Summary of results from the current study compared to previous studies that identified accessory cas genes, divided between archaea and bacteria. The previous studies were limited to a (a) archaeal genomes [1] and (b) a representative subset of genomes [12]. The present study is more comprehensive. List of putative accessory gene clusters conserved near Type III genetic modules which passed the Type III association score cut-off (>24). A few gene families with lower scores are also included because they have been confirmed as accessory proteins in earlier studies. For each putative accessory protein family, the cluster id, the size (i.e. number of members per cluster), and the calculated Type III association score are listed. An example (gene-) locus id is also provided for reference. Names are provided for accessory protein families identified in earlier studies [1,10,12], while those identified in the present study are indicated in bold with C3a numbers (Cas type 3 Associated). 39 of 76 putative accessory protein families are newly identified. Commonly associated Type III subtypes are listed for each putative accessory protein family. Unclassified variant subtypes are indicated by ‘III’. Most accessory gene families can function with different Type III subtypes. A predicted function is given in the last column. Gene maps of example Type III gene cassettes including accessory genes. Core Type III genes are drawn in red with csm/cmr numbers for Type III-A/B modules, and cas numbers for Type III-D modules. cas6 and the adaptation module genes are orange and blue respectively, also with cas gene numbers. Accessory genes are drawn in purple with the gene cluster number indicated.
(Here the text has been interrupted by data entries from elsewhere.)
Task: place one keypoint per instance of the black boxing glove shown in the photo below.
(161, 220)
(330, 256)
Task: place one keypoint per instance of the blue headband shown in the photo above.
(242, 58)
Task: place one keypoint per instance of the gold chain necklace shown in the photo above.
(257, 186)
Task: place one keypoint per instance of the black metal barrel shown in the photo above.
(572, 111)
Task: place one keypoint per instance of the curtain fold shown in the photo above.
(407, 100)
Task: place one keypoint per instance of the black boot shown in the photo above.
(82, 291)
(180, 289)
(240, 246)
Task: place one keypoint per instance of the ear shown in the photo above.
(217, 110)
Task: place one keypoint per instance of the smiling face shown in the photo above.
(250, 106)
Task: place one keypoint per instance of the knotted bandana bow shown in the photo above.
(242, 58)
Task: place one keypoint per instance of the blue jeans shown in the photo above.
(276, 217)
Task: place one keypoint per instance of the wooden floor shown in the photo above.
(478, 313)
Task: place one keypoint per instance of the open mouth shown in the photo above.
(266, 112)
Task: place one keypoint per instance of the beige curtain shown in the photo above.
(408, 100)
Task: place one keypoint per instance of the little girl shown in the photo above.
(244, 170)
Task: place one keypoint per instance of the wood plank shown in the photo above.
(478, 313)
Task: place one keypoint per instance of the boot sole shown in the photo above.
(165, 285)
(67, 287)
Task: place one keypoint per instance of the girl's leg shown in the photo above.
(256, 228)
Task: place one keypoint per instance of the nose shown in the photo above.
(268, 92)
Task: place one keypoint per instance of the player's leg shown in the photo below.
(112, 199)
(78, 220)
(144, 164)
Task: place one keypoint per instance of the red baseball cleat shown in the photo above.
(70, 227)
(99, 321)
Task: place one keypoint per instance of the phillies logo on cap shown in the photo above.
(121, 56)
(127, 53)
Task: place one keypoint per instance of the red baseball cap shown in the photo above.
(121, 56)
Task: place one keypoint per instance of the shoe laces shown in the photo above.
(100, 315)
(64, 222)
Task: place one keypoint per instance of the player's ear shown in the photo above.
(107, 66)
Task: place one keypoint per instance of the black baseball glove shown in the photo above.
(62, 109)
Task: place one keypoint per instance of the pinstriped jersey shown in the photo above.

Online availability of results

The complete set of results is provided online in an indexed and readily searchable format for further validation (Table S1, http://accessory.crispr.dk). Multiple sequence alignments are provided for protein sequences encoded by each gene cluster. Gene names, and host genome accession numbers are given for each gene together with the adjacent Type III module subtype (Table S2, http://accessory.crispr.dk/genes.html). Profile-profile matches to the sequence family databases Pfam [29], TIGRFAMs [10] and CDD [11] are also presented for each gene family, along with matches to protein structures in PDB [30]. A multi-FASTA file containing all 982 accessory protein sequences along with the designated cluster ID is also available (http://accessory.crispr.dk/Shah2018.TypeIIIaccessory.faa). Finally, gene maps have been drawn for each of the 982 separate putative accessory genes found, illustrating their genomic context including the neighbouring Type III genetic module and other accessory genes or core cas genes from other systems flanking the same module. Clicking the gene maps links to the gene entry in the RefSeq database, enabling easy retrieval of protein or gene sequences, along with the option of initiating a BLAST or CDD search with an additional click. Code for reproducing the results is available GitHub (https://github.com/BackofenLab/Accessory.Crispr).

Largest gene clusters

Of the five largest gene clusters (1 to 5), the first three had 116, 94 and 69 members, respectively (Table 2). All gave highly significant profile-profile matches to known CARF protein profiles (e.g. TIGR02710 or Csx1 and the 5FSH PDB entry for the Csm6 crystal structure from Thermus thermophilus). This result confirms the earlier observation for archaea that CARF domain-encoding genes comprise the most dominant class of accessory genes. The largest cluster with no CARF match, cluster 4, had a low Cas association score (only 3% Type III specificity) and was considered spurious and not included in Table 2. This particular gene cluster encodes an ancient, ubiquitous, family of ABC-transporters with high sequence conservation that would probably appear enriched regardless of the genomic locus under survey. Gene cluster 5 with 64 members was almost exclusively associated with the less well characterised III-D subtype modules. These genes were always closely linked with their cognate Type III genetic modules and co-transcribed with the core cas genes. The genes encode a relatively small protein (about 160 aa) with no significant matches in sequence databases, a pattern typical for Cas11 (SS). Additionally, a cas11 gene assignment for these systems was missing from the original 2015 annotation. Therefore, we inferred that the gene, like cluster 42 (Figure 1(e)), encodes the Cas11 analog, of an uncharacterized subfamily of Type III-D modules and that cluster 5 represents a core Type III-D gene family rather than an accessory gene family.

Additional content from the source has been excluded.